Adalah Ajo Kawir, tokoh utama dalam novel ini yang mengalami kisah memilukan ketika remaja; menyaksikan dua orang polisi memperkosa perempuan gila bernama Rona Merah. Kejadian itu bukan hanya membekas dalam ingatan remajanya tapi juga membuat “sesuatu” dalam diri Ajo Kawir tak mau bangun lagi. Juga Iteung, perempuan perkasa yang dicintai Ajo Kawir. Ada juga Si Tokek, sahabat Ajo Kawir yang menyaksikan bersama ketika si Rona Merah diperkosa, bersama dengan Iwan Angsa dan Wa Sami, yang merupakan orang tuanya, berusaha mengembalikan apa yang hilang dari diri Ajo Kawir. Nah, soal apa hubungan gambar si burung yang jatuh terbalik-atau tampak tidur itu- dengan cerita dalam novel ini, saya tidak akan cerita, kalau kalian mau tau, bacalah sendiri novelnya, ya.

Yang saya mau katakan adalah selain ceritanya yang tidak biasa, Eka juga menampilkan tokoh-tokoh yang tampak “tidak waras”. Di tengah kehidupan yang keras dan brutal, si burung tidur merupakan alegori tentang kehidupan yang tenang dan damai, meskipun semua orang berusaha membangunkannya.
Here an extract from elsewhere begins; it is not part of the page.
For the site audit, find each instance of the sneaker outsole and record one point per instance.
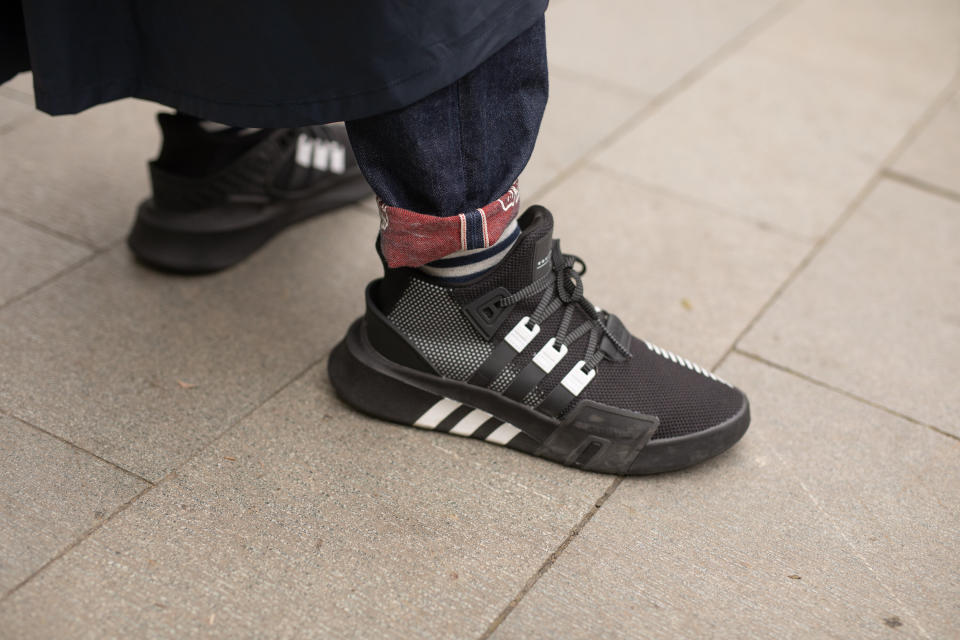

Ini adalah cara Eka mengingatkan kita, bahwa hal yang di alami Ajo Kawir juga pernah kita alami, dalam skala yang lebih besar.


3.  Cantik Itu Luka

Jalan cerita yang rumit dan kompleks,  tokoh-tokoh yang ajaib dengan latar sejarah indonesia di tiga zaman; akhir masa kolonial, orde lama dan order baru, membuat novel ini sebagai karya sastra terbaik yang pernah saya baca dari seorang penulis indonesia. Ini sungguhan, kalaupun saya sedikit melebih-lebihkan itu karena saya merupakan penggemar berat Eka, jadi ya wajar saja, ya. Tapi begini, Eka berhasil membuat tokoh-tokohnya tampak benar-benar hidup, dengan karakter yang kuat dan tidak biasa. Lihat saja Dewi Ayu, perempuan yang menjadi tokoh sentral dalam novel ini punya cara bicara yang mengejutkan; Sarkastis

Selalu menyenangkan membaca dialog-dialog Dewi Ayu, saya dibuat tertawa, takjub bercampur geli sambil membayangkan apapun yang dikatakan Dewi Ayu. Seperti percakapan Dewi Ayu dengan si Cantik tak lama setelah bangkitnya ia dari kematian.

“Berapa lama aku mati?”
“Dua puluh satu tahun,” kata si Cantik
“Maaf terlalu lama,” katanya penuh penyesalan, “tak ada jam weker di dalam kubur.”
(halaman 21)

Novel ini memang menampilkan banyak tokoh, selain Dewi Ayu dan keempat putrinya, diceritakan pula mengenai ketiga menantu dan ketiga cucunya. Tapi bukan itu yang paling menarik perhatian saya. Saya justru tertarik dengan tokoh Ma Gedik, lelaki tua menyedihkan yang dipaksa mengawini Dewi Ayu yang saat itu masih berusia enam belas tahun, atas perintah Dewi Ayu sendiri. Bagaimana bisa Dewi Ayu yang cantik, berdarah campuran belanda, meskipun sedikit “gila” itu menginginkan Ma Gedik? Ini karena Ma Gedik adalah kekasih dari Ma Iyang; neneknya yang seorang gundik belanda. Saat mengetahui bahwa Ma Gedik yang seumur hidupnya hanya mencintai Ma Iyang dan menjadi gila ketika kekasihnya mati, membuat Dewi Ayu juga menginginkan lelaki tua itu, untuk kemudian membuatnya bahagia. Tapi Ma Gedik merasa hal tersebut sebagai malapetaka, dia tak menginginkan Dewi Ayu, juga menganggapnya sebagai iblis wanita perayu. Maka lelaki tua itu memilih mati; terjun dari sebuah bukit. Membuat Dewi Ayu menjadi janda di usianya yang masih enam belas tahun. Ma Gedik memang mati, ia terhempas kebebatuan dengan tubuh yang tercincang-cincang tak karuan, tapi rohnya hidup, tetap hidup sampai kemudian Dewi Ayu yang bangkit dari kematiannya dan melenyapkan roh  itu.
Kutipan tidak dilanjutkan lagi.